Chapter XVII

“At last,” said Celia, looking at the fragments of broken glass on the dining-room floor.

Whenever her mother had said, “What is he?” or “Who was she?” or “I thought it rather peculiar,” or “Don’t be so hysterical,” whenever her father had spoken of those worthless, idle workers or of these ill-bred, ill-dressed, ill-mannered young men of to-day, or of his poor old brother Charles on a dirge-like note that buried him more deeply than could any sexton, then Celia had tasted in her mind the appeasing intoxication of lifting that massive and complacent bowl, that fat and bulging and spiky bowl, high above her head and crashing it down upon the floor.

For years and years this moment had been coming towards her and now it had come and gone and she had done what she had wished.

Nobody answered back, nobody blamed her. If you smash something on purpose you should not do it in an empty room.

She had broken her father’s favourite bowl and it had not even been her father who had made her angry.

“I couldn’t have done it,” she said aloud and wondered if it were an accident. But that was a lie bigger than any of the hypocrisies and conventions that she had wanted to smash along with that rounded swollen bloated huge glass bowl.

“I must have been mad,” she thought. “Perhaps I’m going mad. If only I could have a nervous breakdown, they would know I wasn’t myself when I did it.” She wondered how quickly she could develop a nervous breakdown and whether Lady Marshall would say it was on Ronny’s account—that would not do. Even suicide was debarred her.

Now another moment swam ahead of her, following inevitably in the other’s train, when she would have to tell Papa what she had done.

She caught a glimpse of something dark through the thick window-blind, someone had come up the front-door steps. It was Papa returning. He had left the house some little time ago with a man who had called this afternoon, with a cold shock she remembered that he was the dealer whom Papa had insisted on having in to value his collection with a view to selling some of it, for he had stuck obstinately to his idea of sacrifice. She looked in the sideboard cupboard to see if she could hide there, she looked at the window to see if she could crawl out of it as he came in.

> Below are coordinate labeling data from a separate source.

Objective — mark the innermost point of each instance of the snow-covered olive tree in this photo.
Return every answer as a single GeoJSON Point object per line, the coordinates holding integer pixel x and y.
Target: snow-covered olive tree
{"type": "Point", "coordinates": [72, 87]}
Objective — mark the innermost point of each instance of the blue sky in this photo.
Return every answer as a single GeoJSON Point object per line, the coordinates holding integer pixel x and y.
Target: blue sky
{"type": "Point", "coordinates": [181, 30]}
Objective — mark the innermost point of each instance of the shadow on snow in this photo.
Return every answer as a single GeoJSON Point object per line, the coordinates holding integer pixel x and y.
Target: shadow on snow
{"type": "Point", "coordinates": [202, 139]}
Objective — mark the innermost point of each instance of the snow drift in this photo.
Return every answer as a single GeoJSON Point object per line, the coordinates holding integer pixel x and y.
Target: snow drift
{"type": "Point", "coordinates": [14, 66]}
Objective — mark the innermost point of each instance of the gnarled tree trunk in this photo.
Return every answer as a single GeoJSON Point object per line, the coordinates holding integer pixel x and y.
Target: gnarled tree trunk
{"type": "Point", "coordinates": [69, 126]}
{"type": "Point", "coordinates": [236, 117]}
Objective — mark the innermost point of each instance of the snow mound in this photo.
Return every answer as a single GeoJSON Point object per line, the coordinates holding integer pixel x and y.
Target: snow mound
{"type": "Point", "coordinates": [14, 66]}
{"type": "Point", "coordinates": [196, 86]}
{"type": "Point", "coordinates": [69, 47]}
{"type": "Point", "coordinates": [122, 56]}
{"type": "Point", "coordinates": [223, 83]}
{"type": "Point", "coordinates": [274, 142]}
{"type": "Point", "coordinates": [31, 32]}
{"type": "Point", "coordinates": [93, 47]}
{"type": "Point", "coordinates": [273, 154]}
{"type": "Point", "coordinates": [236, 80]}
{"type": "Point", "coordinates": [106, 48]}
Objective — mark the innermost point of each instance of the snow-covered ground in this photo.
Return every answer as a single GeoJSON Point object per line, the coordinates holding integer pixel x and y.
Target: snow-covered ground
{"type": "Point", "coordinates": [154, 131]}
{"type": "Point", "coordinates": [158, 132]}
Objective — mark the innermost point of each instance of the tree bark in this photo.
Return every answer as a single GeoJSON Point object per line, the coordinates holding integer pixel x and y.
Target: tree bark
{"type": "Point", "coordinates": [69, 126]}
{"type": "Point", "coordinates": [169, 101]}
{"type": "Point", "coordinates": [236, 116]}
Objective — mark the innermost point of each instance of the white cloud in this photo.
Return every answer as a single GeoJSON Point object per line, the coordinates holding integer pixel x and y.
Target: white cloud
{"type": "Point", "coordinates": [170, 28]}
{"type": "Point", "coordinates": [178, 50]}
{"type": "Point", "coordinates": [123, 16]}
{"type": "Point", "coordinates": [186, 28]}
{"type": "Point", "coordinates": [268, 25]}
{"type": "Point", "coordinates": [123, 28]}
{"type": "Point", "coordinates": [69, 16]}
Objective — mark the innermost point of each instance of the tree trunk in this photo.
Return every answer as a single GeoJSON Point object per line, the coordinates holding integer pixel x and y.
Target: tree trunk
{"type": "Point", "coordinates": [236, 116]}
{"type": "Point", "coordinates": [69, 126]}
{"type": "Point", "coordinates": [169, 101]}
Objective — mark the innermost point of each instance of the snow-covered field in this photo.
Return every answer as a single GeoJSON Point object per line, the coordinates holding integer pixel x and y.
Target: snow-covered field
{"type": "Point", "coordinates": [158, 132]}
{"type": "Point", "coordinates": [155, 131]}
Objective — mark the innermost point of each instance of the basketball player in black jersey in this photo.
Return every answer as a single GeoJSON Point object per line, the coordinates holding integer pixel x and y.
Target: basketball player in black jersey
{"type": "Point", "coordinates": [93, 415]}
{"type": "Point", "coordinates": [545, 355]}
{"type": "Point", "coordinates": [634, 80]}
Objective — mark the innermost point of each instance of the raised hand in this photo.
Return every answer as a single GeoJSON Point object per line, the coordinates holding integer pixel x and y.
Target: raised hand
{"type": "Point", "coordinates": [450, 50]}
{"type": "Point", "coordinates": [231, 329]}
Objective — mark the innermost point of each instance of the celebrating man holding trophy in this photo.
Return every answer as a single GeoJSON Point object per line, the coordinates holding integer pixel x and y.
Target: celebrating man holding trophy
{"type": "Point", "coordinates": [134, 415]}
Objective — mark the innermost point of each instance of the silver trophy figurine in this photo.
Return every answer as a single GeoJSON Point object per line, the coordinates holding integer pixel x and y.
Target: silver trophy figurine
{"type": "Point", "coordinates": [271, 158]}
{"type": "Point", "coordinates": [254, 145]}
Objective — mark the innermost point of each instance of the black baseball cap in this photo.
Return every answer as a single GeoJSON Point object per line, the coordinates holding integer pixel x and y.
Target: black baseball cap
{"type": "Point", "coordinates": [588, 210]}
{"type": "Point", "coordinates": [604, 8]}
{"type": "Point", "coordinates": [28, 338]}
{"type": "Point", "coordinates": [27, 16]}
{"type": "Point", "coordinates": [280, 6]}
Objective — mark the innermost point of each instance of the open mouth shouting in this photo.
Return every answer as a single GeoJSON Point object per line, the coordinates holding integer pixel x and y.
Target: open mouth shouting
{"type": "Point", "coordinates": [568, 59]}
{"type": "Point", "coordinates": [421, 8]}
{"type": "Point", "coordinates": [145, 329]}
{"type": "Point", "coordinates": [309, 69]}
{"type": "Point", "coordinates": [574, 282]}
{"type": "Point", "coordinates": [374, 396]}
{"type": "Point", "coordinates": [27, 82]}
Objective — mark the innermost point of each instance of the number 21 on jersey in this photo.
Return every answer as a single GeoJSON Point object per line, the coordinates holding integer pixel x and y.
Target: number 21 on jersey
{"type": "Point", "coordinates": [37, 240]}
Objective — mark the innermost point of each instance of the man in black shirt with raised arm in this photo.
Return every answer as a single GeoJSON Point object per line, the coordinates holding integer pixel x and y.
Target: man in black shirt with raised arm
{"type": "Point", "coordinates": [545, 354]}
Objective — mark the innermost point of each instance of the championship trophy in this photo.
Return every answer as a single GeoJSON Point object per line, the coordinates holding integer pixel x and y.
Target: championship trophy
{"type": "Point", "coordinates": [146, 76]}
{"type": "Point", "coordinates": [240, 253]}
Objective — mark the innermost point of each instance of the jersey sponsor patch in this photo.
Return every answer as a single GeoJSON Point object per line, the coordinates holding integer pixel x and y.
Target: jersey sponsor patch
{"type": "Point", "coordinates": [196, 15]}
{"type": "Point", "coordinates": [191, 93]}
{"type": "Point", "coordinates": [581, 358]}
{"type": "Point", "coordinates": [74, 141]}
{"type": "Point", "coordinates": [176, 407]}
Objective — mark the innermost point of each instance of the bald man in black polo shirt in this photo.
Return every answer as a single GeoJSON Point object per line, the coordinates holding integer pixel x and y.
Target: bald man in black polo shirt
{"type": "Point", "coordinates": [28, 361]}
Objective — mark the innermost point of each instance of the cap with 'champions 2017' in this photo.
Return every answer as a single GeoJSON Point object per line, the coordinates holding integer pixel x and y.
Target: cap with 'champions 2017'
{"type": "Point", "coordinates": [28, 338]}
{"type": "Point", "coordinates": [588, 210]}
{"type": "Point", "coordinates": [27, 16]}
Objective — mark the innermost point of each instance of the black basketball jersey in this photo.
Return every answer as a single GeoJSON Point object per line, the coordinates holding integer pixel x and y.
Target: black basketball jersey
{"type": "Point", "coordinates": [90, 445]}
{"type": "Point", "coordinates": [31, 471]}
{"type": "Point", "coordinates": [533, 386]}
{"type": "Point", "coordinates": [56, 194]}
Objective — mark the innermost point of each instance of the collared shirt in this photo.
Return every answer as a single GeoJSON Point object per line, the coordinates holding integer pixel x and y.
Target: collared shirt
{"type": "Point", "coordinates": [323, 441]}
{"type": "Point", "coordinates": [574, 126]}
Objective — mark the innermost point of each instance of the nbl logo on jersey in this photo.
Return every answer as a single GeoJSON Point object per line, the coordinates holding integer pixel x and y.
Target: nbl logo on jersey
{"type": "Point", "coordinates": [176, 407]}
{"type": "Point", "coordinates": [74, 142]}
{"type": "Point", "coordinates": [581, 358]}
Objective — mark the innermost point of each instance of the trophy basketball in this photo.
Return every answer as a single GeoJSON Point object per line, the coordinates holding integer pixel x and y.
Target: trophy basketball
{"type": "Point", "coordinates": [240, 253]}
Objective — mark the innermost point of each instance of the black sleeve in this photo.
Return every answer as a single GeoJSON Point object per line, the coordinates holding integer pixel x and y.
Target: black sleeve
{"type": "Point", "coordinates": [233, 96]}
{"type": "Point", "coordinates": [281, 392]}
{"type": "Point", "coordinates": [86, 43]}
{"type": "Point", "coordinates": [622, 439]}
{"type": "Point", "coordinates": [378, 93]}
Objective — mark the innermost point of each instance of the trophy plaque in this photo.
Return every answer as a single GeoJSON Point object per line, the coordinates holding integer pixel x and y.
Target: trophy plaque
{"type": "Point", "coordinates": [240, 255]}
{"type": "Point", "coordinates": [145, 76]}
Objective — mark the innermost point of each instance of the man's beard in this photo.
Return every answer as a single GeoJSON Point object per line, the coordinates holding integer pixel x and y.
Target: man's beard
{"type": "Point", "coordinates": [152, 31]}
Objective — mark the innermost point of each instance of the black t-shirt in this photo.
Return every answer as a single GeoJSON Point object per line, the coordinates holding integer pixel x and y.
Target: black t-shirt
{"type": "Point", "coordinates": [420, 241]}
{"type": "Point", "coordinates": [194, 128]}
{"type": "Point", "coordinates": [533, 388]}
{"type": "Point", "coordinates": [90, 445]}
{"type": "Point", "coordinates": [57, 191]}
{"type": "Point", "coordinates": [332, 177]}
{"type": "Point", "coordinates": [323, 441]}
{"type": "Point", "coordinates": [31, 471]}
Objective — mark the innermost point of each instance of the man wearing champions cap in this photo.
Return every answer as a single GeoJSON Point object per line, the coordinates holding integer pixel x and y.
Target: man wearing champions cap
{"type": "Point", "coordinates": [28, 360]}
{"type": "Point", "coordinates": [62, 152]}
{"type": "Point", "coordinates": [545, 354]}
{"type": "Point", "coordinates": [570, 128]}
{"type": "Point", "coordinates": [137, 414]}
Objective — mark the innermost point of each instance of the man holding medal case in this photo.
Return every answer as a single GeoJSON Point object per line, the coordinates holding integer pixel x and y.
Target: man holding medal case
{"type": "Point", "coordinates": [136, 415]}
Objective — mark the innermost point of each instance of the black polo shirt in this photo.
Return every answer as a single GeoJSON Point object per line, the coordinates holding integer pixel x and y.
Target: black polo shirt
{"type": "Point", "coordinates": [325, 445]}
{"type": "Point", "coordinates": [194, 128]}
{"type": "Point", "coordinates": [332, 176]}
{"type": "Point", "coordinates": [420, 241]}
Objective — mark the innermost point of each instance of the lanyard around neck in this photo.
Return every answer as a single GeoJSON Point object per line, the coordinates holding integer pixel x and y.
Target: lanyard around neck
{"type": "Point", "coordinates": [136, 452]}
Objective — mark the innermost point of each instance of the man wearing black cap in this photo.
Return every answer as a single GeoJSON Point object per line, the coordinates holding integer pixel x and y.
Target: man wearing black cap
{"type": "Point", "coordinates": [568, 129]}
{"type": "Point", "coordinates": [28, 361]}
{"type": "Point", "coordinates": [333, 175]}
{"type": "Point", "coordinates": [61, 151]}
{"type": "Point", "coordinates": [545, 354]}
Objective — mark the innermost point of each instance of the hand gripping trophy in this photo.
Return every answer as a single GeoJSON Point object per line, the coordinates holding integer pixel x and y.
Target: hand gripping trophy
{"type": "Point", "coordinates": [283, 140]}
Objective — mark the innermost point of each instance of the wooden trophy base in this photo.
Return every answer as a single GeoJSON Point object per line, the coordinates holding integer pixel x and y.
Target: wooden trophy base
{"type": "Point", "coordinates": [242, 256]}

The front-door bell rang. So it was only visitors after all. Now Gladys would be opening the door, taking them up to the drawing-room where her mother would receive them with her accustomed graciousness, showing no sign that she had of late been slightly ruffled and knowing not at all that beneath her in the dining-room lay a wreckage that would wreck the peace of the household for many days.

Poor Mamma, it was more likely that she would have a nervous breakdown than herself, and Celia suddenly saw that in breaking her father’s bowl she had chosen the surer method to revenge herself upon her mother. Consequently she began to shake and whisper, “I can’t face it.”

Here was Gladys just outside in the hall going to open the door. When she had opened it and taken the visitors upstairs she would creep out and up the stairs and put on her hat and coat and collect what money she had and creep down again past the drawing-room door where her mother’s and the visitors’ voices would mingle in polite harmony, and down into the hall again and out of the house.

But where should she go? Iris would laugh, she had broken with Ronny, Dicky had given no sign since that afternoon weeks ago, and indeed she had known then with the relentless knowledge of a premonition that she would never see him again. She would rather die or tell her father of the bowl than run the bare chance of seeing Dicky again, and it was in any case absurd that the only place which came into her mind as sanctuary was a lighted window looking into a room full of books and music down near the farther end of Rainbow Road.

“Can I see Miss Belamy?” said a voice outside, a voice that she had known she would never hear again.

“I’ll see if she’s in, sir. Won’t you come in?”

Whatever happened, Gladys must not take him up to the drawing-room. Celia flung open the door and confronted Dicky.

“How do you do?” she said coolly. “Will you come in here a minute? It’s all right, Gladys.”

She drew him into the dining-room and shut the door.

“Well? “she asked with the accumulated ice of several weeks.

“What do you mean by ’ well’? Why do you look at me like that? Aren’t you glad to see me? And in this suit too? Celia! “in tones of agonized delight,” can it be that you are angry with me for not trying to see you all this time?”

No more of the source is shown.